Trotzdem befindet sich die Regierung Merkel in der Krise. Grund ist das Auseinanderdriften der Mittelschichten, auf die sich Union und FDP traditionell stützen. Die Proteste in Stuttgart und Gorleben sind selbst Ausdruck dieses Aufbrechens der Mittelschichten. Sozial heterogen und politisch konfus, bringen sie deren Unbehagen gegenüber den großen Konzernen und Banken und ihren politischen Handlangern zum Ausdruck.

Hier setzt die Aufgabe der Grünen ein. Sie sollen verhindern, dass die Proteste in Stuttgart und Gorleben zum Auslöser einer breiteren sozialen Bewegung werden. Ihr Hauptvorwurf gegen Merkel und Westerwelle lautet, sie hätten „einen befriedeten Konflikt der bundesdeutschen Gesellschaft mutwillig wiederbelebt“. Während sie die unmittelbaren Anliegen der Protestierenden aufgreifen, lehnen sie es kategorisch ab, diese mit weiter reichenden sozialen Fragen zu verbinden. Obwohl hinter der Arroganz der Bahn- und der Atomlobby und hinter dem Sparprogramm der Bundesregierung dieselben Kapitalinteressen stehen, weigern sich die Grünen strikt, der Bewegung eine antikapitalistische Stoßrichtung zu geben.

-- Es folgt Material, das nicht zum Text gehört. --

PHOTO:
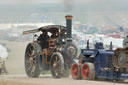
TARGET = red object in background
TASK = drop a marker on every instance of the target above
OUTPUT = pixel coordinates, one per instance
(114, 36)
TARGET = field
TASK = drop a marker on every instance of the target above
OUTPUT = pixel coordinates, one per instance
(17, 76)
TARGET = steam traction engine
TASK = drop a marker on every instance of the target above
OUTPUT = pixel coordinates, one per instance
(101, 63)
(55, 52)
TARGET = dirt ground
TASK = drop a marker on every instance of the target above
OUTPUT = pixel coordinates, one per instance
(17, 76)
(48, 80)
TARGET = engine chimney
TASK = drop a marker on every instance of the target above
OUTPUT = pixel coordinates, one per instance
(69, 26)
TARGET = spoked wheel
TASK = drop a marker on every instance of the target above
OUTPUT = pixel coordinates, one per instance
(76, 71)
(31, 60)
(57, 65)
(88, 71)
(67, 73)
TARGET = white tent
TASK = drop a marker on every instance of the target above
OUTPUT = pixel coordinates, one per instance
(3, 52)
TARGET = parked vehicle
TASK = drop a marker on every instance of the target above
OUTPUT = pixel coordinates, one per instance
(99, 63)
(54, 53)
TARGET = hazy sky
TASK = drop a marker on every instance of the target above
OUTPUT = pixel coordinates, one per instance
(60, 1)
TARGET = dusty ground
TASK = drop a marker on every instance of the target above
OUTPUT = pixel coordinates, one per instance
(17, 76)
(48, 80)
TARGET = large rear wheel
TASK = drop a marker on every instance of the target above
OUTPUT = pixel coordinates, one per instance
(76, 71)
(57, 65)
(31, 60)
(88, 71)
(67, 73)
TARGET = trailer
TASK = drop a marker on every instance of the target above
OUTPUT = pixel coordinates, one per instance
(99, 63)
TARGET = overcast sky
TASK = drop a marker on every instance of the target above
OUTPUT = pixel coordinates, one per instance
(61, 1)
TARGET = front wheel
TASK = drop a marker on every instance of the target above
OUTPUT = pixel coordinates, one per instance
(31, 60)
(57, 65)
(88, 71)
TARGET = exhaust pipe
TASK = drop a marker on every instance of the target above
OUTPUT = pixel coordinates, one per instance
(69, 26)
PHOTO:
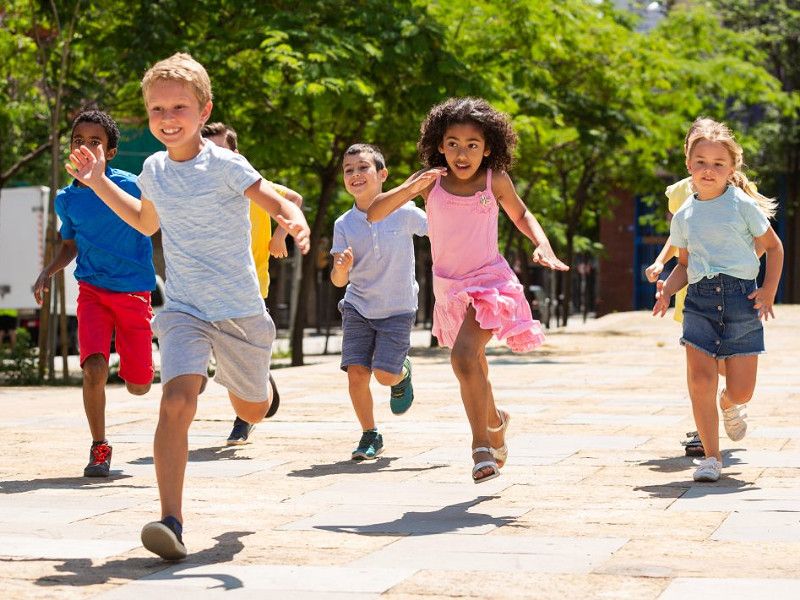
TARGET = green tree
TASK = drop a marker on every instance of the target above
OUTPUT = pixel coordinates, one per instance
(774, 27)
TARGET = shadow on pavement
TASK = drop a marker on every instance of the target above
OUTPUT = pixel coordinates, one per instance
(82, 571)
(443, 520)
(64, 483)
(202, 455)
(356, 467)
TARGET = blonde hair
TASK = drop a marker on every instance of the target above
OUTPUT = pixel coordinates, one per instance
(713, 131)
(180, 67)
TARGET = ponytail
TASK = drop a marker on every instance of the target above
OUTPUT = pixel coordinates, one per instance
(769, 206)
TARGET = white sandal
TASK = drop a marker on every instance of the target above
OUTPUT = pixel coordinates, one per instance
(501, 454)
(483, 464)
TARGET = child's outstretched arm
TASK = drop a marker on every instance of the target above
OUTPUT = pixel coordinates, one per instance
(765, 295)
(523, 219)
(65, 255)
(139, 214)
(342, 263)
(277, 243)
(676, 281)
(418, 184)
(653, 271)
(287, 215)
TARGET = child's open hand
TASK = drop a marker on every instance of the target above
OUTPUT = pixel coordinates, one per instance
(299, 231)
(545, 256)
(424, 179)
(662, 300)
(343, 261)
(85, 166)
(42, 285)
(653, 271)
(277, 247)
(763, 303)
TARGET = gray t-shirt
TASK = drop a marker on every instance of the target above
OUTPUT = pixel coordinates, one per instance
(205, 226)
(718, 234)
(382, 280)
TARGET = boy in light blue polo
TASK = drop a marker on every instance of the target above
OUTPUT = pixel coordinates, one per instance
(376, 263)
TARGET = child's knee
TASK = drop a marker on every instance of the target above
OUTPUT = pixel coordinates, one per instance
(137, 389)
(358, 375)
(95, 369)
(463, 360)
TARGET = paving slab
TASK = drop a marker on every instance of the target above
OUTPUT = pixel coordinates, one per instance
(596, 500)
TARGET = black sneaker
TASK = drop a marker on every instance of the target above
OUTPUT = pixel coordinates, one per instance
(99, 460)
(370, 446)
(693, 446)
(276, 399)
(164, 538)
(240, 432)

Seit ihrem Ausscheiden aus der Bundesregierung sind sie sogar noch näher an die Wirtschaft heran gerückt. In einer Umfrage des Handelsblatts unter 800 wirtschaftlichen Führungskräften schnitten die Grünen von allen Parteien am besten ab. Vor allem Manager von Großunternehmen mit mehr als 5.000 Beschäftigten erteilten ihnen gute Noten.

Auch ihre Opposition gegen die Atompolitik der Regierung begründen die Grünen mit den Bedürfnissen der Wirtschaft. Die Verlängerung der Laufzeiten mache „das Geschäft mit den erneuerbaren Energien in Deutschland kaputt“, heißt es in der gemeinsamen Erklärung von Bundestagsfraktion und Bundesvorstand.

Während die Sorge um Gesundheit und Umwelt sowie die Wut über die Nachgiebigkeit der Bundesregierung gegenüber der Atomlobby Tausende auf die Straße treibt, nutzen die Grünen und ihre Förderer in Wirtschaft und Medien die Proteste zynisch, um eine alternative Regierung vorzubereiten, die sich von der zerstrittenen schwarz-gelben Koalition nur in einem unterscheidet: Dass sie die Interessen der Wirtschaft geradliniger und reibungsloser durchsetzt.

Unter den Bedingungen der weltweiten kapitalistischen Krise kann der Schutz der Umwelt ebenso wie die Verteidigung demokratischer Rechte, sozialer Errungenschaften und anderer gesellschaftlicher Anliegen nur noch im Rahmen eines sozialistischen Programms gewährleistet werden, das das Übel an der Wurzel angreift: der Unterordnung des gesamten Wirtschaftslebens unter die Profitinteressen der Banken und Konzerne.